Opinion: Chapel Hill should be able to raise the minimum wage

Nearly two in five employees in Orange County are paid less than $12.75 per hour, the wage necessary to cover living costs. The Orange County Living Wage Project has benevolent intentions, but consumers will not exclusively patronize business that pay a living wage.

The legislature should amend the law which prevents municipalities from establishing a living wage mandate. Only then can the town ensure its citizens are being fairly compensated.

Why should this issue be up to the town to tackle? On a state and national level, our policymakers have failed their working-class constituents. The real value of minimum wage in our state has not increased since President Ronald Reagan took office, according to the Department of Labor.

Congress is gridlocked, so it is unlikely that President Barack Obama’s vision of a higher federal minimum wage will be realized.

On International Workers’ Day last year, Seattle announced it was phasing in a $15 per hour minimum wage.

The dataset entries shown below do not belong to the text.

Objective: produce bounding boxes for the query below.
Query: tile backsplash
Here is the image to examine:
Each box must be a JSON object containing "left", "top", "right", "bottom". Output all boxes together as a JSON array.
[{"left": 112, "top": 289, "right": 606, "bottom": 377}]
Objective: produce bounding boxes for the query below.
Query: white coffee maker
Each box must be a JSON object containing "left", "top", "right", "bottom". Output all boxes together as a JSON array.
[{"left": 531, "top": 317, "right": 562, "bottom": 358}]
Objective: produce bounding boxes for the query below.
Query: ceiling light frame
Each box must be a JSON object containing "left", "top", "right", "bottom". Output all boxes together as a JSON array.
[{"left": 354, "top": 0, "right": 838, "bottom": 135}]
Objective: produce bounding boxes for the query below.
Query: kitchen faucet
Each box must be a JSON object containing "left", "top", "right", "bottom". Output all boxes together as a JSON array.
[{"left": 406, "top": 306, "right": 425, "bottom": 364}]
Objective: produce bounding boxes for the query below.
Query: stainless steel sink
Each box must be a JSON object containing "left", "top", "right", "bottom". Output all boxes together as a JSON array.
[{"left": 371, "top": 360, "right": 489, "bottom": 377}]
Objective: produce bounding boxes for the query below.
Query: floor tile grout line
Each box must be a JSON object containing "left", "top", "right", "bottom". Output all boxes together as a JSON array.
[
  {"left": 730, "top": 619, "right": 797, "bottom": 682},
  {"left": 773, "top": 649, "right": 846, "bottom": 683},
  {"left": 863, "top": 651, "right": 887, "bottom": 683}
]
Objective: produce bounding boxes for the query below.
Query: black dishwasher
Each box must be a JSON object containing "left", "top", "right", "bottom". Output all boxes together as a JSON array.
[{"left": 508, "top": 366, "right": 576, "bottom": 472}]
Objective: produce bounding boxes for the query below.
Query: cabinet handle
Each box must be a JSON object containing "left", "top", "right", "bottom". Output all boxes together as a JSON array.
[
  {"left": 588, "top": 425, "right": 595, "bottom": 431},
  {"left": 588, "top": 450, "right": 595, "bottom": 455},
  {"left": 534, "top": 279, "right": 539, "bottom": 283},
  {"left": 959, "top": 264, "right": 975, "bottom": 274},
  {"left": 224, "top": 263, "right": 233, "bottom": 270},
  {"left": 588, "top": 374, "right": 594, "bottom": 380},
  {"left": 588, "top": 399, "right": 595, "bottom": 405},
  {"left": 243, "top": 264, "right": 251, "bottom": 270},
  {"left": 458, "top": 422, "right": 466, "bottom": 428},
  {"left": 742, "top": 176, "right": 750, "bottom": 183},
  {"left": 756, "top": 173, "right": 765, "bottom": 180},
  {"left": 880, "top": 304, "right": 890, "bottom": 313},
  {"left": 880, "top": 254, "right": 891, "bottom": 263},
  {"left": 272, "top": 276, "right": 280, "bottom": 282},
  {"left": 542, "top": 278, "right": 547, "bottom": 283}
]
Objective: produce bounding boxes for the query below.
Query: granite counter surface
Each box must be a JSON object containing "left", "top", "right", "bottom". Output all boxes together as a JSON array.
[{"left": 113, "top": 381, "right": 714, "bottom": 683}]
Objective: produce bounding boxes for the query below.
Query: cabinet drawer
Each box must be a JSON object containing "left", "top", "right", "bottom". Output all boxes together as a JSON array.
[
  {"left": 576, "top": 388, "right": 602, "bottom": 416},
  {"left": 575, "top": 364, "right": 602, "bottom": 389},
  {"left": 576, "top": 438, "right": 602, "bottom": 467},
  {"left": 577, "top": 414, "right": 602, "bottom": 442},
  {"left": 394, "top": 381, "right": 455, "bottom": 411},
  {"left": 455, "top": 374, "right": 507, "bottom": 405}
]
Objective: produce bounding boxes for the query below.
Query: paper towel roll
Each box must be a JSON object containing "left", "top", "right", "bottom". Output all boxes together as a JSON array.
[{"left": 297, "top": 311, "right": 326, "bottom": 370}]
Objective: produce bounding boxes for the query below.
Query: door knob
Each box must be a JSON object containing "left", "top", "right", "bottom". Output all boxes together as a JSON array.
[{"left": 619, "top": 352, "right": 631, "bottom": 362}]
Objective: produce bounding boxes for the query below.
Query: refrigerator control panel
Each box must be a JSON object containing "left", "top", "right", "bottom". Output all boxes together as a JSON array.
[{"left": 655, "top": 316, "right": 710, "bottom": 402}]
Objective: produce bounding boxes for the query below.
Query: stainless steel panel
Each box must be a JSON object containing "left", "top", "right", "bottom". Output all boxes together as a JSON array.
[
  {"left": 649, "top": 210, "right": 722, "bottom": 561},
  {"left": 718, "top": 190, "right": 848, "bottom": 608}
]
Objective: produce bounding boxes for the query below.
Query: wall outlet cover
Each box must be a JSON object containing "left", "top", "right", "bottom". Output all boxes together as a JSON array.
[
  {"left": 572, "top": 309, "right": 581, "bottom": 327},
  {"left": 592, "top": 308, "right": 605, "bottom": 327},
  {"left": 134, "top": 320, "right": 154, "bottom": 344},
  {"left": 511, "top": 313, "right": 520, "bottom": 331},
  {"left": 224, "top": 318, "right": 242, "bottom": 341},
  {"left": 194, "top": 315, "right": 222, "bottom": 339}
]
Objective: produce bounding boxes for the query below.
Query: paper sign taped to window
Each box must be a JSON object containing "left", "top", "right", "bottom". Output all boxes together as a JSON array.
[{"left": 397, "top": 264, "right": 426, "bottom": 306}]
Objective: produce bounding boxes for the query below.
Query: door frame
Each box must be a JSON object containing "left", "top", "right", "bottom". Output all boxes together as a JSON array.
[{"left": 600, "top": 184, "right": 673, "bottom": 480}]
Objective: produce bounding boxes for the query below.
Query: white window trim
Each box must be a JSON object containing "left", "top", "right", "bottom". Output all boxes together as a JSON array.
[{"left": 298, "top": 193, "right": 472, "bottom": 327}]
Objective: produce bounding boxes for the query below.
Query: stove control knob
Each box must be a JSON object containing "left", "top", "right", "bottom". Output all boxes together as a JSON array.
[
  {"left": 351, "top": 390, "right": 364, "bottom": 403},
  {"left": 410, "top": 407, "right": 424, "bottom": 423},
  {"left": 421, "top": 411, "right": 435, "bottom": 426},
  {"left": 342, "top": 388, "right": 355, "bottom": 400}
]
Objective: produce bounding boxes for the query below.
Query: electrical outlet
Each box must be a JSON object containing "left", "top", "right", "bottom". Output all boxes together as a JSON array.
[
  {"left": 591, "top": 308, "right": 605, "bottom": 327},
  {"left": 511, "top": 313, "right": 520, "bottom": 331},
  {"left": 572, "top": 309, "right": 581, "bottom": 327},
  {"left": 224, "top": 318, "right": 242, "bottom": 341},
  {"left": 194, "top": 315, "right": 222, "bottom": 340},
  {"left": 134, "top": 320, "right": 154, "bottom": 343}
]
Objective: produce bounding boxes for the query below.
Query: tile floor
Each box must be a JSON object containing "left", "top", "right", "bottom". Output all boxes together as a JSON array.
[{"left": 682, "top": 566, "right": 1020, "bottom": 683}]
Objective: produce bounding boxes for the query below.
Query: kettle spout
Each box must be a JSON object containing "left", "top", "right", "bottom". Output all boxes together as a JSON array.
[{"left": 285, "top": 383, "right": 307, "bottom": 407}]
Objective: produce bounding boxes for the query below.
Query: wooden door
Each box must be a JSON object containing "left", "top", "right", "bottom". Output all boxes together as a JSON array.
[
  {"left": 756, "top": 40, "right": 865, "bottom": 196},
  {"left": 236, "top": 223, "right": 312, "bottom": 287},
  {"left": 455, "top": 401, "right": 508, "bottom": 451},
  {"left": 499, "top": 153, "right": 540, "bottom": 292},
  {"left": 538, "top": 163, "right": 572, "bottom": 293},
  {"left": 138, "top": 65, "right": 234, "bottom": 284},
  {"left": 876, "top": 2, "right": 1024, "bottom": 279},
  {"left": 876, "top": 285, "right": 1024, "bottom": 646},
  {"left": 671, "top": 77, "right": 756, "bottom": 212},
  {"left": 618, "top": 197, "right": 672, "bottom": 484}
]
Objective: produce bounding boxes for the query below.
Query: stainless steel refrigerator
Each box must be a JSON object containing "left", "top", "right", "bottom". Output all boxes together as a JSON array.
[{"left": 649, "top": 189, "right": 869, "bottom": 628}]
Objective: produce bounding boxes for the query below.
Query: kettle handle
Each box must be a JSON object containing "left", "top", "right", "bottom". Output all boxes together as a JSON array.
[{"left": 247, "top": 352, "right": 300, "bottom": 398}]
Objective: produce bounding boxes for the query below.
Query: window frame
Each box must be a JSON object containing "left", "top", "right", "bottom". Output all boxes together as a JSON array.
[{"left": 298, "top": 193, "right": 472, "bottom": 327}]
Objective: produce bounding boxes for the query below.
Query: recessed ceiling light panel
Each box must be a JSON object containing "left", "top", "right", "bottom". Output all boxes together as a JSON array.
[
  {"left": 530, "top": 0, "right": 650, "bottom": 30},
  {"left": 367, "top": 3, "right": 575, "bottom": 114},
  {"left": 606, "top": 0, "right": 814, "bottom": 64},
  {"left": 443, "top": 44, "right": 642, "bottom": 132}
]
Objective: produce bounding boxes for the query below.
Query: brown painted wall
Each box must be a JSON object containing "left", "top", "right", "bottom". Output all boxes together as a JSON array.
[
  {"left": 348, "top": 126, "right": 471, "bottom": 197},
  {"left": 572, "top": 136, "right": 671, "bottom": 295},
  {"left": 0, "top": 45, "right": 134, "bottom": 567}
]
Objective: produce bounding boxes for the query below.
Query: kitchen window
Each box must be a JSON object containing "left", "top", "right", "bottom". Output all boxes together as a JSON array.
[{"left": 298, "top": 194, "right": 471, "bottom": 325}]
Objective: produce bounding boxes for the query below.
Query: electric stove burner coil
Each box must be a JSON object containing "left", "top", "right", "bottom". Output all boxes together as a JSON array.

Based on the number of employees, businesses must increase their hourly wage over a span of years. Chapel Hill business owners should be able to adapt to paying a living wage if the increase is made gradually.

Bill Lester, an associate professor of city and regional planning at UNC, published a study that found living wage laws in California cities did not significantly impact business growth or employment.

Local decisions are being subverted by the legislature, which is clearly out of touch with the issues that face its constituents. Chapel Hill’s town council should push the legislature to turn over this power to local government.